Abstract 15654: The Hypoxia-induced Long Non-coding RNA Hyp_up_3 Regulates Alternative Splicing and Controls Angiogenesis of Endothelial Cells
RNA deep sequencing revealed that the human genome is pervasively transcribed, however, the vast majority are non-coding transcripts and belong to the class of long non-coding RNAs (lncRNAs). LncRNAs are known to have various functions like recruitment of chromatin modifiers, miRNA-sponging or modulation of mRNA splicing. In endothelial cells (ECs), the hypoxic response and the regulation of angiogenic activity are key events in the context of several diseases. However, the regulatory role and the molecular function of lncRNAs during these events remains obscure.

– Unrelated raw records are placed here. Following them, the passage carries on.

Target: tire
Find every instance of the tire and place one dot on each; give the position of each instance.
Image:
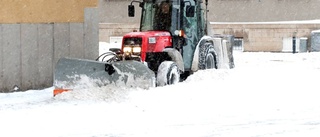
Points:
(168, 73)
(207, 57)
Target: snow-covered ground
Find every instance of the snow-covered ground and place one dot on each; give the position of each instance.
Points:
(265, 95)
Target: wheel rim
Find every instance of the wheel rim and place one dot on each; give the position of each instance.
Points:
(210, 61)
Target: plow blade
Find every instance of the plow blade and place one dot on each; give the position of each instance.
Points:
(78, 73)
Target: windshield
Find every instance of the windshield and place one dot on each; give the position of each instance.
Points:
(157, 15)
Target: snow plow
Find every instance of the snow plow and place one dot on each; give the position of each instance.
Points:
(172, 43)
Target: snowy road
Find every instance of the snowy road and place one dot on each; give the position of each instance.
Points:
(266, 95)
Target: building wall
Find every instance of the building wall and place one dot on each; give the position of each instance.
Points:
(263, 10)
(256, 21)
(34, 34)
(265, 36)
(115, 11)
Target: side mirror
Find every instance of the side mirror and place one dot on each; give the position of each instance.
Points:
(131, 10)
(190, 11)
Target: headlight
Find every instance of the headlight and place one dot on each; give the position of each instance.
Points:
(152, 40)
(127, 49)
(136, 49)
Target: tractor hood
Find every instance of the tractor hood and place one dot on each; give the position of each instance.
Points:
(149, 41)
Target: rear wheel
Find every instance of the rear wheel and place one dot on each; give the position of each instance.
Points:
(207, 58)
(168, 73)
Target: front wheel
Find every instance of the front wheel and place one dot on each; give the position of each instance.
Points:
(168, 73)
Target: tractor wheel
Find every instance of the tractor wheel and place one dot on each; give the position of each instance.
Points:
(168, 73)
(207, 57)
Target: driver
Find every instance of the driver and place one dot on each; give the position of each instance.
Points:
(164, 17)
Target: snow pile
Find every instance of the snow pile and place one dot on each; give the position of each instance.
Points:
(267, 94)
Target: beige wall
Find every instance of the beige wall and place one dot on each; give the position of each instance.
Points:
(115, 11)
(265, 36)
(43, 11)
(256, 37)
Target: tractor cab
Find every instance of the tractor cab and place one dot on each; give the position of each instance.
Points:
(183, 19)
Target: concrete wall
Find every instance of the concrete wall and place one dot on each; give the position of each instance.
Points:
(29, 48)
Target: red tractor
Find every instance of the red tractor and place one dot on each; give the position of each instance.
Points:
(172, 43)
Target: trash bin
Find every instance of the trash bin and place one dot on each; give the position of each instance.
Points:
(303, 44)
(315, 40)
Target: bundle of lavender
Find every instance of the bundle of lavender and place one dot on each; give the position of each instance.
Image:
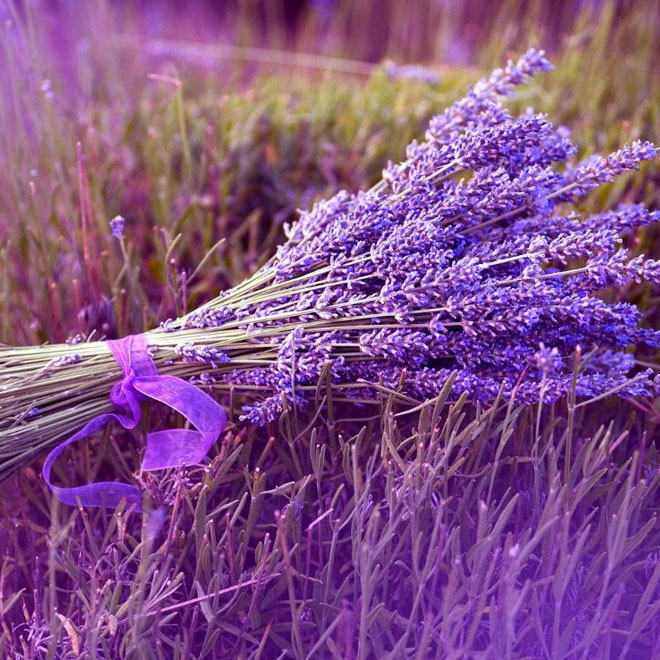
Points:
(466, 260)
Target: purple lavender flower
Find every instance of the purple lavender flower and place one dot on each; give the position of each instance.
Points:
(463, 263)
(117, 226)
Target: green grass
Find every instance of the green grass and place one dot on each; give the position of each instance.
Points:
(453, 535)
(368, 533)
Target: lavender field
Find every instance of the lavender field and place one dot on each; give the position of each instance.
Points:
(329, 330)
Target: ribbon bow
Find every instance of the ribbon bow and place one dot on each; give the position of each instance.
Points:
(164, 449)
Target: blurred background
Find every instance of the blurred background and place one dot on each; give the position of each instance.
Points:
(202, 122)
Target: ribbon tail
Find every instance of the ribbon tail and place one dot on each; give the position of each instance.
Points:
(178, 447)
(107, 494)
(175, 448)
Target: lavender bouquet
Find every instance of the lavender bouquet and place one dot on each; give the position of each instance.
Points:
(466, 266)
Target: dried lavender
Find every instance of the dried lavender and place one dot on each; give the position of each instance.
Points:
(465, 262)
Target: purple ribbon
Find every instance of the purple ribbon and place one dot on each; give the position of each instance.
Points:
(164, 449)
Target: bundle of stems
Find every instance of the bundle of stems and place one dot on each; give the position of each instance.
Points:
(466, 262)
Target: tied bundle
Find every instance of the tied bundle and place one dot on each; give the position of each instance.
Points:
(467, 266)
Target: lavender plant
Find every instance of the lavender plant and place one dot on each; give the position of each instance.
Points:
(466, 262)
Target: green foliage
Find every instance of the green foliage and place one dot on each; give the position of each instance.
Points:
(445, 532)
(448, 532)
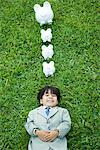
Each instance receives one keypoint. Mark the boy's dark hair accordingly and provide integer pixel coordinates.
(53, 90)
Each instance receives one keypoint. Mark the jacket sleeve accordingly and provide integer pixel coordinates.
(30, 126)
(65, 126)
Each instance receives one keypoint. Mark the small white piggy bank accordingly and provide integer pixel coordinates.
(46, 35)
(48, 68)
(44, 15)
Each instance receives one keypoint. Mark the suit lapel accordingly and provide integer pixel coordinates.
(52, 113)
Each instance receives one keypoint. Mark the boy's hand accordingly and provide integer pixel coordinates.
(50, 136)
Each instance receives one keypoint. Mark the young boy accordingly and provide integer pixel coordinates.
(48, 124)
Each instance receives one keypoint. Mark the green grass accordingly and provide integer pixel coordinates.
(76, 46)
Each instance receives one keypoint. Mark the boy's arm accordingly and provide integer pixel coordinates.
(65, 126)
(30, 126)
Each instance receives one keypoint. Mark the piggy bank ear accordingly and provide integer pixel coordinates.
(51, 46)
(52, 63)
(36, 7)
(42, 31)
(46, 4)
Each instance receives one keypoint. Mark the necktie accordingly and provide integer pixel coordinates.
(47, 110)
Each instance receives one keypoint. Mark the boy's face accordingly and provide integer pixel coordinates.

To systematically investigate the influence of hypoxia on lncRNAs expression, we applied RNA deep sequencing on HUVECs, subjected to hypoxia (24h; 0.2% O2). Data analysis resulted in the identification of 71 lncRNAs to be significantly up- (p≤0.01) and 78 lncRNAs to be down-regulated in comparison to normoxic conditions. We used qRT-PCR to validate the hypoxia dependent regulation of 5 selected lncRNAs (Hyp_up_1-5). Since hypoxia controls the angiogenic function of ECs, we next investigated whether these lncRNAs affect endothelial cell sprouting as an in vitro measurement for angiogenic response. By using LNA GapmeRs we could efficiently reduce Hyp_up_3 expression (30% ±5.63; p≤0.05) and significantly inhibit endothelial cell sprouting (60% ±7.06; p≤0.05). Also Hyp_up_3 silencing (53.38% ±5.54; p≤0.05) resulted in increased G0/1-phase arrest. Therefore, we focused on Hyp_up_3 for a more detailed characterization. Subcellular fractionation revealed a predominant nuclear localization. By using antisense affinity purification and mass spectrometry, we identified several Hyp_up_3 bound splicing regulators, including hnRNP L and DAZAP1. Both proteins act by binding to cis-regulatory sequences within pre-mRNAs to control alternative splicing. This is in line with microarray data from Hyp_up_3- silenced ECs showing more than 400 alternatively spliced genes compared to controls. GO-term analysis of these genes displayed their association with hypoxic response and angiogenesis. In conclusion, our data demonstrates that the hypoxia-regulated lncRNA Hyp_up_3 controls sprouting angiogenesis and endothelial cell cycle putatively through by modulating alternative splicing.
Author Disclosures: P. Neumann: None. Y. Fouani: None. N. Jaé: None. A. Knau: None. D. John: None. S. Uchida: None. J. Heidler: None. I. Wittig: None. S. Dimmeler: None.
- © 2016 by American Heart Association, Inc.